South Korean exchange hacks became the stuff of global news in 2018. Their reputation for reliability, honesty, and transparency were all at all-time lows due to the frequency and magnitude of the hacks. Bithumb itself would be yet hacked again later in 2018 to the tune of some $30 million, for example. These hacks, however, were merely the symptoms of larger problems. Those problems manifested themselves in the tacit expectation that exchanges would lose millions of dollars of investors’ funds without incurring any public wrath. Traders just accepted the fact that if they deposited fiat onto an exchange that it was virtually already gone.

An example of the malaise, or what some might consider disgust among traders in South Korea is the Coinrail hack episode.

Coinrail was a relatively small exchange clinging to a top-100 ranking on CoinMarketCap, coming in at 98th in May 2018. They offered only a small handful of trading pairs similar to how Bithumb and Upbit got their inauspicious beginnings in the crypto trading industry. While these days merely being in the top 100 of exchanges isn’t noteworthy if that position ranks in the bottom half of the list, there was still enough trade volume being reported back then to make it a respectable position especially for such a small operation.
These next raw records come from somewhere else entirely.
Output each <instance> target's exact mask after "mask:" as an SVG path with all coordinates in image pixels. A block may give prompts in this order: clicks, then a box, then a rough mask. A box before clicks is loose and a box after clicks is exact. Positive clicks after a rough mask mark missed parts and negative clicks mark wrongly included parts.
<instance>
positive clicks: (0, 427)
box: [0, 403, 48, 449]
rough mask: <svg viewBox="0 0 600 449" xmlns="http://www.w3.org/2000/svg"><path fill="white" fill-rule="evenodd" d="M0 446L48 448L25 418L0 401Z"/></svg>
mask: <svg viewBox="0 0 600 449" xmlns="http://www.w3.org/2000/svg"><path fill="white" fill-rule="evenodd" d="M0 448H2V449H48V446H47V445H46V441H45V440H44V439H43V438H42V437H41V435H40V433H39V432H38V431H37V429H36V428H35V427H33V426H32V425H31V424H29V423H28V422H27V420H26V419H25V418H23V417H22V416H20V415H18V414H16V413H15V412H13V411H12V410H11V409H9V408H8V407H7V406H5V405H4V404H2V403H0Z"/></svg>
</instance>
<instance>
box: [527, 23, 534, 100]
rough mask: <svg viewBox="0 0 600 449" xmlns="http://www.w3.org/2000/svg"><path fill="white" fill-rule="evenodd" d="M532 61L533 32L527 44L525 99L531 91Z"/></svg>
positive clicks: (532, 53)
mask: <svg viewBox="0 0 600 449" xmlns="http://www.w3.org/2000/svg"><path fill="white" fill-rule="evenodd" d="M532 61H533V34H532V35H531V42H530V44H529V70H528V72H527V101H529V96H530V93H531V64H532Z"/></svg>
In late May, Coinrail issued an official update to the terms of service with its users which stated that the exchange would not be held responsible for unintended negative consequences. Such a change to the terms of service, which users of course had no control over, would raise eyebrows if individuals ever actually read the terms of service. Business continued as usual at the exchange and among users of the platform.

On June 10th, just about 2 weeks after the new terms of service were issued, Redditors noticed extremely unusual withdrawals coming from Coinrail. Large amounts of Kyber, Storm, Tronix, B2B, NPER, Jibril, Aston X, NPXS, and Dent token were removed from the platform. The alleged attack took place at 2:10am Korea time during a period of low activity. It was almost as if someone was trying to sneak the hack in the wee hours of the morning while Koreans were still asleep. Assuredly over 90% of users were Korean, and the remaining 10% mostly resided in Korea so there is a very good chance that most of their users were asleep while the alleged attack took place. This also explains why Redditors were the first community to notice the coin movement since most Redditors are English-speaking folks in the west – they would have been wide awake at 2:10am Korea time.
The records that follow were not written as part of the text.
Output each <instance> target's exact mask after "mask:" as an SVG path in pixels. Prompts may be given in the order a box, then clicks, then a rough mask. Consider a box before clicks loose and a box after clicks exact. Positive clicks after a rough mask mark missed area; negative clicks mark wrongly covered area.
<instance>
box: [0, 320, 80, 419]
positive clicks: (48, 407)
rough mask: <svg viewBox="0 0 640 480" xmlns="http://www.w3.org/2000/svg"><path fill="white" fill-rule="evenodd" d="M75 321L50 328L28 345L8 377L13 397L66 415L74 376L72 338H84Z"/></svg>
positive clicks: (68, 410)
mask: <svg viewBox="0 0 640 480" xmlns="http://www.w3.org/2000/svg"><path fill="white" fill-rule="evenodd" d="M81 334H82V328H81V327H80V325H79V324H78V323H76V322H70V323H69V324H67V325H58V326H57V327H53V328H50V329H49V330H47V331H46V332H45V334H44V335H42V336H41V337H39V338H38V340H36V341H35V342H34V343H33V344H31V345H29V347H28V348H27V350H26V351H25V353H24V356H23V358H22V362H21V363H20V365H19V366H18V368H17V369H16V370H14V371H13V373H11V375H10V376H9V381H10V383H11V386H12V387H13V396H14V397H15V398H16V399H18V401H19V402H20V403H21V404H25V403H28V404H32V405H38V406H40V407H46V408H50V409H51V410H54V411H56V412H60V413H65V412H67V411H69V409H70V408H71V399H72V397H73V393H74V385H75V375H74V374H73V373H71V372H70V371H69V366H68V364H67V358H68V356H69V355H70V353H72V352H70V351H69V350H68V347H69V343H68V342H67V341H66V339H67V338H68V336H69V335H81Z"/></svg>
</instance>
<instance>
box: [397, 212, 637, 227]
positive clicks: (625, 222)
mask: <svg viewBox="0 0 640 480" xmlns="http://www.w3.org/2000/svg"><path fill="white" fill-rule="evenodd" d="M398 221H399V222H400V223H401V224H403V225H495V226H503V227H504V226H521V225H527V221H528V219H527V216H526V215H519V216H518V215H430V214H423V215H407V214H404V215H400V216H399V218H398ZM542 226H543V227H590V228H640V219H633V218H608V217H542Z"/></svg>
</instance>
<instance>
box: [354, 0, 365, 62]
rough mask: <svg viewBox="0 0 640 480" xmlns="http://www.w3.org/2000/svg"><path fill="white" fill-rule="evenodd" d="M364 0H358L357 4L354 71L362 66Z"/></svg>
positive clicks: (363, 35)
The alarm raised by all netizens caused Bitcoin to crash over the next few days from about $7,500 on the 10th of June to just over $6k on the 13th. That’s a 20% drop in 3 days. Affected altcoins also dropped upwards of 30% at the time of the hack. The news was so important to the markets that Reuters and all the top blockchain and cryptocurrency news outlets covered the story at length.

TheNews.Asia covered the story with multiple updates including the very minute police visited Coinrail offices to raid their hard drives and pertinent documents. The contact who just happened to be there at the moment police came in reported to the news outlet that all bodies were ordered to sit still or stand where they were while collections took place. By this point, Seoul police had become accustomed to such raids as they had performed the same routine at CoinOne and Upbit shortly before Coinrail. All told, high-end estimates put the total losses at just under $40 million in stolen coins. It also rang the tired tune of weak security and lax regulations on a market that begged for government intervention.